En el turbulento noviembre de 1929 nadie
podía esperar que las seis salas del Edificio Heckscher, bautizadas
pomposamente como Museo de Arte Moderno de Nueva York, iban a convertirse en el
centro cultural más influyente del mundo.
Y nadie podía esperarlo
porque, entre otras cosas, las promotoras del museo eran mujeres, la más rica
de las cuales, Abby Rockefeller, no tenía el respaldo de su marido. John D.
Rockefeller junior veía el arte contemporáneo como una aberración, y se negó a
poner un solo dólar en la empresa. El resultado fue que el Museo cambió de
sede tres veces en diez años, y que las tres «damas diamantinas» tuvieron
que ejercer actividades para la que no habían sido educadas, pero que todo
artista debe manejar, exponga o no en el MoMA: el arte de convencer a otros
para que pongan dinero, y el arte de vender el producto como algo nuevo,
innovador, y rompedor.
Así es como el MoMA nació,
se consolidó, y triunfó. Las seis habitaciones se han metamorfoseado en un
monstruo cuya última ampliación ha salido por 450 millones de dólares (407
millones de dólares), y ha expandido la superficie de las exposiciones en
el equivalente a dos campos de fútbol. El actual edificio del MoMA es una de
las gigantescas construcciones que ha contribuido a «transformar la calle 53 en
lo que es hoy: un desfiladero de cristal y acero que trae a la mente el
cuartel general del hedge fund de Darth Vader», como ha escrito con toda la
mala leche que solo un crítico de arte puede exhibir Jillian Steinhauer, que
redacta sus artículos presumiblemente desde el monstruo de cristal y acero del
New York Times.
Aunque el triunfo económico,
institucional y cultural del MoMA da para muchos análisis, las líneas básicas
de su exitosa estrategia quedaron marcadas desde el primer momento. La premisa
básica fue que las tres fundadoras no iban a jugar un papel visible en la
institución. Eso permitió la profesionalización del museo. Y para ello
contrataron como primer director a Alfred Barr, una de las personas que más han
influido en la percepción del arte contemporáneo en el siglo XX.

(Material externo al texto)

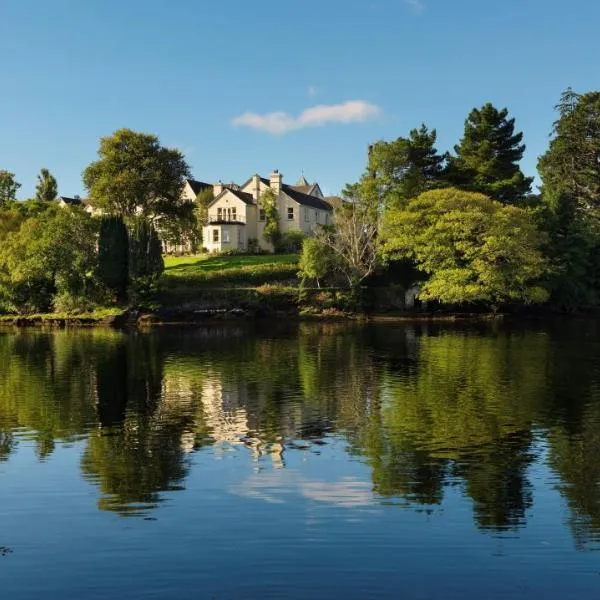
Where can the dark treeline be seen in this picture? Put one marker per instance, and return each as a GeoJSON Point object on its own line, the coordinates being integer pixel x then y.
{"type": "Point", "coordinates": [460, 228]}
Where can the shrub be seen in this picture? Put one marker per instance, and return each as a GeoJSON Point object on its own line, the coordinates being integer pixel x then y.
{"type": "Point", "coordinates": [291, 241]}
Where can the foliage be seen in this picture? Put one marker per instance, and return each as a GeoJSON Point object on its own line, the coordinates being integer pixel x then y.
{"type": "Point", "coordinates": [487, 157]}
{"type": "Point", "coordinates": [113, 256]}
{"type": "Point", "coordinates": [473, 248]}
{"type": "Point", "coordinates": [271, 232]}
{"type": "Point", "coordinates": [136, 176]}
{"type": "Point", "coordinates": [291, 241]}
{"type": "Point", "coordinates": [571, 165]}
{"type": "Point", "coordinates": [8, 188]}
{"type": "Point", "coordinates": [46, 189]}
{"type": "Point", "coordinates": [352, 239]}
{"type": "Point", "coordinates": [145, 259]}
{"type": "Point", "coordinates": [316, 261]}
{"type": "Point", "coordinates": [203, 200]}
{"type": "Point", "coordinates": [51, 255]}
{"type": "Point", "coordinates": [404, 168]}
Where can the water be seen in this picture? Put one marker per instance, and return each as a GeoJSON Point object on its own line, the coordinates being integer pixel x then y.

La gestión de Barr se basó
en dos principios. El más obvio: la apuesta por, efectivamente, el arte
contemporáneo desprovisto de todo ornamento o concesion. De su mano, el MoMA se
apuntó su primer gran éxito de masas cuando, en 1935, inauguró su retrospectiva
de Vincent Van Gogh. El arte de vanguardia, así, empezó a salir del
armario de los ricos y de los bohemios y empezó a convertirse en arte de masas. Aquel
mismo 1935 Barr adoptó una decisión que demuestra su amplitud de miras, y la de
sus tres mecenas, cuando el MoMA creó su Cinemateca, en una época en la que el
cine todavía no era considerado un arte digno de tal nombre fuera de las
grandes ciudades y de las elites intelectuales, lo que hacía que numerosas
películas simplemente se perdieran o fueran destruidas al acabar su periodo de
exhibición en las salas. Solo cuatro años más tarde, el presidente de Estados
Unidos, Franklin D. Roosevelet, celebraba el décimo aniversario del MoMA como
«un museo vivo, no una colección de objetos curiosos e interesantes», que «es,
por tanto, parte de nuestras instituciones democráticas».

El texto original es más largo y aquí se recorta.